Scientists Explain Why Human Language Never Evolved Like Computer Code

Human language is extraordinarily rich and detailed. From the perspective of information theory, however, many of the same ideas could, at least in principle, be communicated in a much more compressed form. This raises an intriguing question: if computers can efficiently transmit information using ones and zeros, why do humans not communicate through a similarly compact digital code?

Linguist Michael Hahn, based in Saarbrücken, explored this puzzle together with Richard Futrell from the University of California, Irvine. The researchers developed a model that helps explain why human language evolved the way it did. Their findings were published in Nature Human Behaviour.

Why Language Isn’t “Efficient” In The Computer Sense

Around 7,000 languages are spoken across the world today. Some are used by only a few communities, while others—including Chinese, English, Spanish, and Hindi—are spoken by billions of people. Despite major differences in vocabulary, sound systems, and grammar, all human languages share the same basic purpose: expressing meaning by combining words into phrases and arranging them into sentences.

At first glance, this may seem unnecessarily complicated. If nature generally favors efficiency and resource conservation, why would the human brain rely on such an elaborate communication system instead of something more compact and mathematically efficient?

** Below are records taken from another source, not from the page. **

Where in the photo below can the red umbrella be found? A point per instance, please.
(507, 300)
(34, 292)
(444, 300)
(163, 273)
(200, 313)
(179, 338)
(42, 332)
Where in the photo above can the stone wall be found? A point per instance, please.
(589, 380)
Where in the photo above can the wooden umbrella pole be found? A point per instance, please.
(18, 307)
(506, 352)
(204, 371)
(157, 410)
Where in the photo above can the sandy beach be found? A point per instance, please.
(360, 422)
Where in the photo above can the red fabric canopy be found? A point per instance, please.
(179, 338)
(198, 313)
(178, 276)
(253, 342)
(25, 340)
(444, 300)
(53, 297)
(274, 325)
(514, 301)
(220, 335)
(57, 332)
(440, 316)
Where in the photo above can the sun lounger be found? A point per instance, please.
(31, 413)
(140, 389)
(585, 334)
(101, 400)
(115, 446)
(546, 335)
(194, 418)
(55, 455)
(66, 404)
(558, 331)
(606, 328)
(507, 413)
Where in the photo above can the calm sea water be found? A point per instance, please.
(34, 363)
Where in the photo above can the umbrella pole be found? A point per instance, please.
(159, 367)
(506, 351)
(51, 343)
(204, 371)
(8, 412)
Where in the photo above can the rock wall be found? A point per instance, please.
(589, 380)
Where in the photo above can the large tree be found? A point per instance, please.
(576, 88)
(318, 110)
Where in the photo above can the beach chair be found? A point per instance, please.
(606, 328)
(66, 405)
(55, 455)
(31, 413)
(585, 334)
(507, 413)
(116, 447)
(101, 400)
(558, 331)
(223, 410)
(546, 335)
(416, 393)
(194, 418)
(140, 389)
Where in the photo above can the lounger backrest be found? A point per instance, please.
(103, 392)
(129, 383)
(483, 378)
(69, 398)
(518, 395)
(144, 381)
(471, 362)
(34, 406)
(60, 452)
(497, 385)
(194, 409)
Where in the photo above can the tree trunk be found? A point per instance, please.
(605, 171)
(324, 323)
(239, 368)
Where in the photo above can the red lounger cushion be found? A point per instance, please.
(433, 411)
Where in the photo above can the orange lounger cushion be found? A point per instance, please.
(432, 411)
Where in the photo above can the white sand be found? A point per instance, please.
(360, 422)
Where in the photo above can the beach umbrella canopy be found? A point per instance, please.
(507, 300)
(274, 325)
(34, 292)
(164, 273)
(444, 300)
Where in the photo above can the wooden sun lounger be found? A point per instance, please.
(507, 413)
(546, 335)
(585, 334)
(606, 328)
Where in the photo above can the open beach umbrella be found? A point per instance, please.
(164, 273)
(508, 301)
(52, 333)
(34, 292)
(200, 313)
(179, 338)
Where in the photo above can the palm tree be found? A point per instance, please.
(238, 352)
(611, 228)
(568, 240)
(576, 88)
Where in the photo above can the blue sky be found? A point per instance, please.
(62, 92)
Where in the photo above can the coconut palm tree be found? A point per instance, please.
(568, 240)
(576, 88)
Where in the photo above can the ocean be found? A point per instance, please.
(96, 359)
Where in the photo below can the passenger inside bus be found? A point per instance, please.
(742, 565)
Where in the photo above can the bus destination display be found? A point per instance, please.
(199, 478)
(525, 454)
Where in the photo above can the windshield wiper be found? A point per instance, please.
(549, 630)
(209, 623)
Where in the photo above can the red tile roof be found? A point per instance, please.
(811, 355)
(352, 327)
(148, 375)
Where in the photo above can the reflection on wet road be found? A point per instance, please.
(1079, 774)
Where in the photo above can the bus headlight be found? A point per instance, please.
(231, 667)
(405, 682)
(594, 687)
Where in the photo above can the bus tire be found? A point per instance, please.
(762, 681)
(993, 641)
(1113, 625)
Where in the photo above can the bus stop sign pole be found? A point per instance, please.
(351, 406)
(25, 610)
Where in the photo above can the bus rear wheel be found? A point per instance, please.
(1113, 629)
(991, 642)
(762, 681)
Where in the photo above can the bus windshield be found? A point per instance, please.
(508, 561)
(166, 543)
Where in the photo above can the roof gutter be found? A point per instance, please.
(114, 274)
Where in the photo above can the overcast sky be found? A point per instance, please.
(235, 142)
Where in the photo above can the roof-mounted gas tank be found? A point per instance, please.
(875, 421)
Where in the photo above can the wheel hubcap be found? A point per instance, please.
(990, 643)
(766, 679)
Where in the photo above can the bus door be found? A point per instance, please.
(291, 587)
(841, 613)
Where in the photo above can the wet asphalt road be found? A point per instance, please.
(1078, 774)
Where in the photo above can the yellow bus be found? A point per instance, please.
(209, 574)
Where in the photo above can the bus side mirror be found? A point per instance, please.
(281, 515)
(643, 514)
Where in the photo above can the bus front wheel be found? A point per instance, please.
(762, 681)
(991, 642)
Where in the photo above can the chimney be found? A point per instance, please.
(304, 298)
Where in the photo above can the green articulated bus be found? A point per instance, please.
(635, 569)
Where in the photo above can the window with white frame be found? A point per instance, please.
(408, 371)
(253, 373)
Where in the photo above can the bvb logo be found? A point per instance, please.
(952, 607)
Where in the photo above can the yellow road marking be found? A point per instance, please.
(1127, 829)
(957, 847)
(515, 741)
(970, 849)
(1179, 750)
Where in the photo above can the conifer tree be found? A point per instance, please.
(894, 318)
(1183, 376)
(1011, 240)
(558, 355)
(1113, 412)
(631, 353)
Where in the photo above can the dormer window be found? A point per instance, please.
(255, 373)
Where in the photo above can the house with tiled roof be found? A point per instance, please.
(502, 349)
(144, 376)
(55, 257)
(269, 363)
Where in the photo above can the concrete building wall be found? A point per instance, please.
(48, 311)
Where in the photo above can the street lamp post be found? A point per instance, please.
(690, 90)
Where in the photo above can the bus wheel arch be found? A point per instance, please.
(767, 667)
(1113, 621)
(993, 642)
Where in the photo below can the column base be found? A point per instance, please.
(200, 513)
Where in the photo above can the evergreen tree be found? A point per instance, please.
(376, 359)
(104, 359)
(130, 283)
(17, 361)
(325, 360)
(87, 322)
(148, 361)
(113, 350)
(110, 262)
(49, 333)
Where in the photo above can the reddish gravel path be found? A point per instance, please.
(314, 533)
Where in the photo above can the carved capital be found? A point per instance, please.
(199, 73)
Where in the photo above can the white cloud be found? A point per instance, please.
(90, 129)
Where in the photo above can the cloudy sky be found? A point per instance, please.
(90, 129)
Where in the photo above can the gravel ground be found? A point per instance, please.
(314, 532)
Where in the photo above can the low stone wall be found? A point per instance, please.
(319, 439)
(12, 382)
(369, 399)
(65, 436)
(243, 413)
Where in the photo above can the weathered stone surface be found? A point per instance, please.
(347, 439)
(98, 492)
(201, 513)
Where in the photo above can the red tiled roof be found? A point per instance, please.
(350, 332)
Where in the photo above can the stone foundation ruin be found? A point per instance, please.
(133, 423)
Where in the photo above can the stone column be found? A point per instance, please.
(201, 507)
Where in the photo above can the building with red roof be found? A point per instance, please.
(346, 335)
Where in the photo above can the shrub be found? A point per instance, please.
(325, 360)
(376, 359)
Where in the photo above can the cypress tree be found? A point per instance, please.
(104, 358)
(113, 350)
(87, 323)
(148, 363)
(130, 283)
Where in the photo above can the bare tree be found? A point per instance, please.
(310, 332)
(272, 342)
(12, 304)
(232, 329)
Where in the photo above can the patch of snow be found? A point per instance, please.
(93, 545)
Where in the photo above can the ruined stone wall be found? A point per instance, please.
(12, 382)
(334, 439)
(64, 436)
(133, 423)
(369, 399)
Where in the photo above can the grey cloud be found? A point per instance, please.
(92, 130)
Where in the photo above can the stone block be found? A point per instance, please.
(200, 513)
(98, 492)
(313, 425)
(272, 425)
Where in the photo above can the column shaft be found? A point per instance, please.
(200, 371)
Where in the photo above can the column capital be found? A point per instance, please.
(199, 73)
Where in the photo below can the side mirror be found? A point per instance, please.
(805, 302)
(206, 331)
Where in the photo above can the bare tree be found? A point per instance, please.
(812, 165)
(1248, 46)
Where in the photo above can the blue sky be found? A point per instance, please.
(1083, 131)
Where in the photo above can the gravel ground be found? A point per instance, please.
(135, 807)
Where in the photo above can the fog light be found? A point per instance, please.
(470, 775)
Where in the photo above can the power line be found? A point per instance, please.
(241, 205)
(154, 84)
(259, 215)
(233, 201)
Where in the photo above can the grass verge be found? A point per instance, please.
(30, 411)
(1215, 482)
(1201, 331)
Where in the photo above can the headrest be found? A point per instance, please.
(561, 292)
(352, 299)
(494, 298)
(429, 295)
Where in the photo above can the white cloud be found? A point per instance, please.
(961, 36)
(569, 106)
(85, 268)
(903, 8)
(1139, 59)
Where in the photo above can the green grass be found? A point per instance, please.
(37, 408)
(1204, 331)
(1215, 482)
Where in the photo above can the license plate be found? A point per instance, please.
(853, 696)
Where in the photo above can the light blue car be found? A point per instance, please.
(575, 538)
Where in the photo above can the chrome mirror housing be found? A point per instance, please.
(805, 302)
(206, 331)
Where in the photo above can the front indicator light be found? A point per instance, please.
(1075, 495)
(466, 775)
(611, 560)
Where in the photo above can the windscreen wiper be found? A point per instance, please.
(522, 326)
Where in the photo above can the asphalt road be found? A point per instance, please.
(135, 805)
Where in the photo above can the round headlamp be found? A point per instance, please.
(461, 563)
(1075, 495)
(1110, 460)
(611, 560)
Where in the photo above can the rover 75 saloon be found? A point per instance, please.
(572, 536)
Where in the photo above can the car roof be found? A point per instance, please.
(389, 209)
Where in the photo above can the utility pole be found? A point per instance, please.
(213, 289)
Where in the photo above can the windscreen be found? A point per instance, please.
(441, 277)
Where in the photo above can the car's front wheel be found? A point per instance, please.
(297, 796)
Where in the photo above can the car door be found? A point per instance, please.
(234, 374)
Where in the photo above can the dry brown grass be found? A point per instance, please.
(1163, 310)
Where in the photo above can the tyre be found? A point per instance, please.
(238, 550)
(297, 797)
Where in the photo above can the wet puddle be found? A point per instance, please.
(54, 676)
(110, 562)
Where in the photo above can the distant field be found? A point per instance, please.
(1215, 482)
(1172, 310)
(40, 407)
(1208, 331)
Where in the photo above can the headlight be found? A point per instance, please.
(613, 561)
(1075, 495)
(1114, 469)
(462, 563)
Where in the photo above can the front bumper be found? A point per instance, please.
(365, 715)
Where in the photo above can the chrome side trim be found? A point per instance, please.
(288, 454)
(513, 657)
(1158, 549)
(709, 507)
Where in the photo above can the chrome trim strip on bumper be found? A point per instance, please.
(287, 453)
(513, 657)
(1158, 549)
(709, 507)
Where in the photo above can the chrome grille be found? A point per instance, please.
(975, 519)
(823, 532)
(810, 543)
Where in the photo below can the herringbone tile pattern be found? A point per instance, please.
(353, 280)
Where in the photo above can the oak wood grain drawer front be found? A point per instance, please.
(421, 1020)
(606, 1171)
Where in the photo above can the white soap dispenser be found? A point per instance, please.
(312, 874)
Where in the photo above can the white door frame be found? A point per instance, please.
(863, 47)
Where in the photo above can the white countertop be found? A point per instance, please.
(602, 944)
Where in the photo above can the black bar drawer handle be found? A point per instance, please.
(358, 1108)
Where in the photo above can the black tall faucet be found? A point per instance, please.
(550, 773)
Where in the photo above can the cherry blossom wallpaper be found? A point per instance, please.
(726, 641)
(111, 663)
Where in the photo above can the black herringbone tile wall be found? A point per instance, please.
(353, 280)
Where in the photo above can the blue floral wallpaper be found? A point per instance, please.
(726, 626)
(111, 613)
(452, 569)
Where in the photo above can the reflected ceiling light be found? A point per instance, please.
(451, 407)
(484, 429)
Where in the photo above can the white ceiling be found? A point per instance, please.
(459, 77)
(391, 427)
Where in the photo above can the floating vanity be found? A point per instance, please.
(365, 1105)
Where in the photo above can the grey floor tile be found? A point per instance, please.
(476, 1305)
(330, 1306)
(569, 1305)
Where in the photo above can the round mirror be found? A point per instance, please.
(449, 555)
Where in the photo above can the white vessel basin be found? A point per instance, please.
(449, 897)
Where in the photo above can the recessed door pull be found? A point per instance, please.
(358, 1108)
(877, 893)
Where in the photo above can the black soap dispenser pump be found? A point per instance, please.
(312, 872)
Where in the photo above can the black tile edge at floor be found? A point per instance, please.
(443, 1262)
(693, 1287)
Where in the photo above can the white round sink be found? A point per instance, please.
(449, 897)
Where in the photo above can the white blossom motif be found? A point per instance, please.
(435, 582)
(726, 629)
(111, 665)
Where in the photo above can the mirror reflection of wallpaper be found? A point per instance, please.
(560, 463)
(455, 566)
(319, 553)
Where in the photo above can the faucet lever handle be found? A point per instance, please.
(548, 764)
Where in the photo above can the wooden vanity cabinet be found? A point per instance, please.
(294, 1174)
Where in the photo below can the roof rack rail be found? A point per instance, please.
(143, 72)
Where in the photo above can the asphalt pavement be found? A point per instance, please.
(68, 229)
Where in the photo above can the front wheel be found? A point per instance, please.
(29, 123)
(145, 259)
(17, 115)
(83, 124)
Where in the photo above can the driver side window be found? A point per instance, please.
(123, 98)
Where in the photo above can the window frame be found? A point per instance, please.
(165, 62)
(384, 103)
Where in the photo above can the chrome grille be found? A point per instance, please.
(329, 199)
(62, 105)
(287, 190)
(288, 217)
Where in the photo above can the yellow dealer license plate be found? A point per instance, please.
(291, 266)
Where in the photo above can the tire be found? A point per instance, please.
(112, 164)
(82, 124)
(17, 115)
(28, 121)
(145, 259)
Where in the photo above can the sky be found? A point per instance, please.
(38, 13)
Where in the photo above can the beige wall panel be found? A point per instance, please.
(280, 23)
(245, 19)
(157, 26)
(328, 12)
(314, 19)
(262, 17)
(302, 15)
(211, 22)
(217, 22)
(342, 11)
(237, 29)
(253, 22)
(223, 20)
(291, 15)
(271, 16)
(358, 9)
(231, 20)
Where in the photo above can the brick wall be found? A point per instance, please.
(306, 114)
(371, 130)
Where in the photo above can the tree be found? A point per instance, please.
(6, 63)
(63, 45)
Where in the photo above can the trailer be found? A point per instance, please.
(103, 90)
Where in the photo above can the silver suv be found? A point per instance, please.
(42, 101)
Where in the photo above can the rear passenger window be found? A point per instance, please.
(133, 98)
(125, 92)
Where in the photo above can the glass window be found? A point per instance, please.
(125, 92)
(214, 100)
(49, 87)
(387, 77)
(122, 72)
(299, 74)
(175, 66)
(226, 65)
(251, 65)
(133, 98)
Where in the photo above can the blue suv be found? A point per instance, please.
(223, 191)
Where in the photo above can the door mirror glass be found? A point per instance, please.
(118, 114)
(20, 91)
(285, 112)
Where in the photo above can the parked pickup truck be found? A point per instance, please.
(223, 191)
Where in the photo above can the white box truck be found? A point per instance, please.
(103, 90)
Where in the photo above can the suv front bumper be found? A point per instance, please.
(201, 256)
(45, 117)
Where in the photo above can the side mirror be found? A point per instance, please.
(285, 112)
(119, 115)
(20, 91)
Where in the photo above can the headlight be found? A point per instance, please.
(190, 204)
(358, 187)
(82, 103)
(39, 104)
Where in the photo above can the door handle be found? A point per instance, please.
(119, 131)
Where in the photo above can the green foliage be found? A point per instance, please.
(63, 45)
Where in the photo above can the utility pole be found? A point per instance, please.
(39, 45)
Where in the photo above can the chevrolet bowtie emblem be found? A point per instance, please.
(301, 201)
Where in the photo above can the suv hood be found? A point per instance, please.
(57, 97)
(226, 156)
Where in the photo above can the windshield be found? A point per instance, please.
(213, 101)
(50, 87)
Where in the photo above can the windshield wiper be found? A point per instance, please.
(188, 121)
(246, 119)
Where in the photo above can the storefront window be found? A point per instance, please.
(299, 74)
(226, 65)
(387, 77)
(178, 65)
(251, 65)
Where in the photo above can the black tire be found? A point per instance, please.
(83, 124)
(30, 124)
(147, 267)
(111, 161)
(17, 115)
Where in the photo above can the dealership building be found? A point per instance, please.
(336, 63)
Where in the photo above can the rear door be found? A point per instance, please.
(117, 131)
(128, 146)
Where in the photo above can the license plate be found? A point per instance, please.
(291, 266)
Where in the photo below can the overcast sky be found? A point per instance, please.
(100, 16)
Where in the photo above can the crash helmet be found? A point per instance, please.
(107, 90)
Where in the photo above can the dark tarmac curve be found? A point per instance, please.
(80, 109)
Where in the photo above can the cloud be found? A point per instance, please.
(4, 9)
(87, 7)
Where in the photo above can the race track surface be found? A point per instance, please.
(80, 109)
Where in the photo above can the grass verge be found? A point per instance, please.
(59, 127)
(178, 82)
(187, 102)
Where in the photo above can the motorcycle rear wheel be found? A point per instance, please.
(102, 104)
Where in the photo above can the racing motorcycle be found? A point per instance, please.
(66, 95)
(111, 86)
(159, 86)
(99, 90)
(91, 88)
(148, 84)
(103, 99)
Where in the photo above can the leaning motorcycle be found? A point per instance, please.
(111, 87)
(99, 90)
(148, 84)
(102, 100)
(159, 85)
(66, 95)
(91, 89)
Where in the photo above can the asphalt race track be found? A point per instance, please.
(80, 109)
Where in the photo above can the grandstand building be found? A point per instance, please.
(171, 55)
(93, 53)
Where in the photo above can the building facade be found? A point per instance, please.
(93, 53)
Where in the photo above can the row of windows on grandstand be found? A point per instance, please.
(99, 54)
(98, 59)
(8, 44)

In theory, a binary-style system could compress information more effectively than spoken language. However, Hahn and Futrell argue that human language was not optimized to minimize bits of information. Instead, it evolved to minimize mental effort during real-time communication.

Language Is Grounded In Shared Experience

According to Hahn, language is shaped by ordinary human experience. If someone invented a completely abstract word for something nobody had ever encountered—for example, “gol,” defined as half cat and half dog—listeners would have no reliable way to interpret it because the concept would not connect to anything familiar.

Similarly, combining recognizable words into a meaningless jumble does not help communication. A scrambled word such as “gadcot” contains letters from “cat” and “dog,” but it does not clearly map onto understandable concepts. By contrast, the phrase “cat and dog” works instantly because it connects directly to ideas people already recognize.

The Brain Prefers Predictable Patterns Over Maximum Compression

Hahn summarizes the broader principle simply: what appears mathematically “inefficient” may actually be easier for the brain to process. Human language constantly relies on background knowledge, shared context, and learned expectations about what is likely to come next.

He compares this process to taking a familiar route to work. Even if the usual path is not the shortest one, it often feels easier because it is predictable and requires less active attention. A shorter but unfamiliar route may feel more mentally exhausting because it demands continuous focus and decision-making.

Similarly, a fully compressed digital communication system might transmit information quickly, but it would likely require far more cognitive effort for humans to produce and interpret. Both speaking and understanding would become mentally demanding tasks.

How Prediction Helps The Brain Understand Speech

The researchers emphasize that the human brain constantly predicts which words and sentence structures are likely to appear next. These expectations are built through years of exposure to a native language, making common linguistic patterns deeply ingrained.

Hahn illustrates this idea using German. The phrase “Die fünf grünen Autos” (“the five green cars”) is immediately understandable to German speakers, while a rearranged version such as “Grünen fünf die Autos” (“green five the cars”) feels unnatural and far more difficult to process.

In the normal sentence structure, each word gradually narrows the range of possibilities. “Die” signals certain grammatical expectations, “fünf” suggests a countable noun, and “grünen” indicates a plural object associated with a color. By the time the final noun appears, the brain has already reduced uncertainty and can easily integrate the final piece of meaning.

When the order is scrambled, however, those predictive cues arrive in unexpected positions, making it harder for the brain to construct meaning step by step.

What This Could Mean For AI

Hahn and Futrell also demonstrated these effects mathematically, showing that human language appears optimized for reducing cognitive load rather than maximizing compression efficiency.

The findings suggest that language evolved specifically for human brains operating under real-time constraints—not for the most compact possible encoding of information.

The research may also have implications for artificial intelligence systems, including large language models such as ChatGPT and Microsoft Copilot. Understanding how humans rely on prediction, familiarity, and gradual interpretation may help engineers design AI systems that communicate in ways that feel more intuitive and mentally effortless for users.